Non è certo un nome particolarmente noto quello di Ken Ingwersen, promotore e deus ex machina di questo nuovo progetto di rock melodico. A dispetto di un’assidua e costante frequentazione delle scene internazionali, Ingwersen non ha, in effetti, mai militato in band di particolare prestigio, limitandosi, in epoche remote, alla fondazione di un paio d’entità semisconosciute quali Rags e Speed, heavy nordico dal richiamo spiccatamente “underground”.

È tuttavia con la nascita del supergruppo Street Legal, che il talentuoso musicista norvegese ha conosciuto i maggiori riscontri: l’eccellente “Thunderdome”, ottimo esempio di hard rock chitarristico in pieno stile Thin Lizzy, edito nel corso del 2000, si era palesato come uno dei migliori prodotti hard del periodo, ottenendo importanti ed unanimi conferme da critica ed ascoltatori.
Sempre attivo seppur mai baciato da grande notorietà e coinvolto – dopo una discreta carriera nell’industria pop – solo negli ultimi tempi in collaborazioni di livello con artisti di massimo richiamo quali Glenn Hughes, Ken Hensley, TNT e Dan Reed, Ingwersen ha preferito in seguito declinare l’invito a riunirsi ai vecchi sodali Bjørn e Oysten Boge – intenti a rivitalizzare gli Street Legal con un come back concretizzatosi nel 2009 – al fine di dedicarsi principalmente al proprio, personalissimo progetto, attraverso il quale dar sfogo ad un estro compositivo solo in parte mutuato dai dettami del tipico heavy rock delle origini.

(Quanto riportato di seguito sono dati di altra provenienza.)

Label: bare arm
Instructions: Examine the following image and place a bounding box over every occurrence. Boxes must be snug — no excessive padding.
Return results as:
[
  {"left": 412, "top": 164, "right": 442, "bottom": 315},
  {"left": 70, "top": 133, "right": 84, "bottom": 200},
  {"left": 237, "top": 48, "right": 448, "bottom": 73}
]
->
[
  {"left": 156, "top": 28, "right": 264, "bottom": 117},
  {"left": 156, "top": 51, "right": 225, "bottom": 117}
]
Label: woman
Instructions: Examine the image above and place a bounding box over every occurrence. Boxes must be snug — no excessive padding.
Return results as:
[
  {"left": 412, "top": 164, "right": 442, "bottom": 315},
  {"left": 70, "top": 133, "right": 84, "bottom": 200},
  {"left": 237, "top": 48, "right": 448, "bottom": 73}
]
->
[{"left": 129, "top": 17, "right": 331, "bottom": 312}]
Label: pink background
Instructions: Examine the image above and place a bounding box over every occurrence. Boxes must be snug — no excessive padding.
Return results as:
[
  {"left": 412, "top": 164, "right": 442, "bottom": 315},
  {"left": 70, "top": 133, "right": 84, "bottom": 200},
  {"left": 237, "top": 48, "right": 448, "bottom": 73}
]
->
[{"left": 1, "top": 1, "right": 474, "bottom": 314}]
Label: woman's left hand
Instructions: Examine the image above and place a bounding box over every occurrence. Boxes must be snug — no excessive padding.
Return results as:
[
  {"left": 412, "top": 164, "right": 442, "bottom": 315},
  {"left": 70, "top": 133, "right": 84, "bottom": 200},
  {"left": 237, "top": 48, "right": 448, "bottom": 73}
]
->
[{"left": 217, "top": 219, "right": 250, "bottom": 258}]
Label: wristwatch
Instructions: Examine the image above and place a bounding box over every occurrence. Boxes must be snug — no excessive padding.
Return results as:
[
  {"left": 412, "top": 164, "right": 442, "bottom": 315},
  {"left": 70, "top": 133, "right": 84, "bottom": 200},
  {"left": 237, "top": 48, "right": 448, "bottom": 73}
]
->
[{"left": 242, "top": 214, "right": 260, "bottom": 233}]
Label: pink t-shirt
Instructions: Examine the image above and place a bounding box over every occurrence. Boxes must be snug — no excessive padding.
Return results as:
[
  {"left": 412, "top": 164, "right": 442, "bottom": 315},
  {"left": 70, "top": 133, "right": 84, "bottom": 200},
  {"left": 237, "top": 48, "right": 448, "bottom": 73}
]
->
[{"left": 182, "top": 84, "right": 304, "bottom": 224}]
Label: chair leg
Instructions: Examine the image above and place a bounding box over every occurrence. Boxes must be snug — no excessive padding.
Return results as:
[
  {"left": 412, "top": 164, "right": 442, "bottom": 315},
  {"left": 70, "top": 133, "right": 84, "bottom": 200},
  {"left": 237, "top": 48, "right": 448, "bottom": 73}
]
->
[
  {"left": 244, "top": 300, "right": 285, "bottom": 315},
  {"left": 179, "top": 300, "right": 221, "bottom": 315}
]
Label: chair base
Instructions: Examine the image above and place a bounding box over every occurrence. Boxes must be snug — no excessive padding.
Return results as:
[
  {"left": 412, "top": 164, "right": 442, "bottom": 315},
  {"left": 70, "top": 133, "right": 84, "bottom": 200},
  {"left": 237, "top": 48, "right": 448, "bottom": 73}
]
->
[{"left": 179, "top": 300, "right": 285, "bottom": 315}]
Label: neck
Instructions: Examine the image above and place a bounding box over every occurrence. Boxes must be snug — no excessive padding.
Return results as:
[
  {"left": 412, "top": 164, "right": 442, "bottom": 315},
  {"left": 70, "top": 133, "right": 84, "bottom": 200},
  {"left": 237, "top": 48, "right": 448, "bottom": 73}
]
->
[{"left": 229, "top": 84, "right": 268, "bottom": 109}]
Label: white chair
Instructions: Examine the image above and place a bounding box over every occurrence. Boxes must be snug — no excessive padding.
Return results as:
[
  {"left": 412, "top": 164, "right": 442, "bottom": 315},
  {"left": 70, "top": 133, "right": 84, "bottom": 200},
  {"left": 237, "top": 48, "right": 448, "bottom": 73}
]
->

Ken’s Dojo, prima creatura solista del guitar player di Oslo, può, infatti, configurarsi come un condensato di tutte le principali esperienze stilistiche maturate in carriera: una struttura rock che tuttavia non indugia in suoni particolarmente aspri, filtrata da un gusto di evidente radice “pop” per la scelta di melodie e ritornelli, addizionati di spunti strumentali ed accenti vistuosistici vagamente prog, in un insieme per lo più di facile ascolto e veloce assimilazione.

Il disco nel complesso piace e scorre, mostrando discreta orecchiabilità ed un buon profilo strumentale, pur senza mai sfiorare vette di particolare valore artistico o regalare sensazioni destinate a permanere in modo indelebile e duraturo. Proprio con il coinvolgimento d’ospiti illustri, “Reincarnation” sfodera, ad ogni modo, le proprie carte migliori.
Inaugurato da “Forever”, brano dai forti sapori progressive alla Queensryche, l’album s’inoltra ulteriormente in territori ricercati beneficiando dell’eccellente interpretazione di Nils K. Rue (Pagan’s Mind) nella drammatica ed oscura “Keeping The Flame Alive”, canzone che richiama nuovamente lo stile di Geoff Tate e compagni tanto da avvicinarsi – in alcuni passaggi – all’indimenticato e straordinario “Empire”.
È tuttavia, manco a dirlo, con l’arrivo al microfono del gigantesco Glenn Hughes che la tracklist acquisisce prestigio. Miglior episodio dell’intero lotto, “I Surrender” è la classica ballad romatica e passionale attagliata con somma perizia alla voce del magnifico mr. Hughes, come sempre, protagonista di un’interpretazione straordinariamente intensa, in linea con le migliori uscite prodotte dalla celebre “voice of rock”.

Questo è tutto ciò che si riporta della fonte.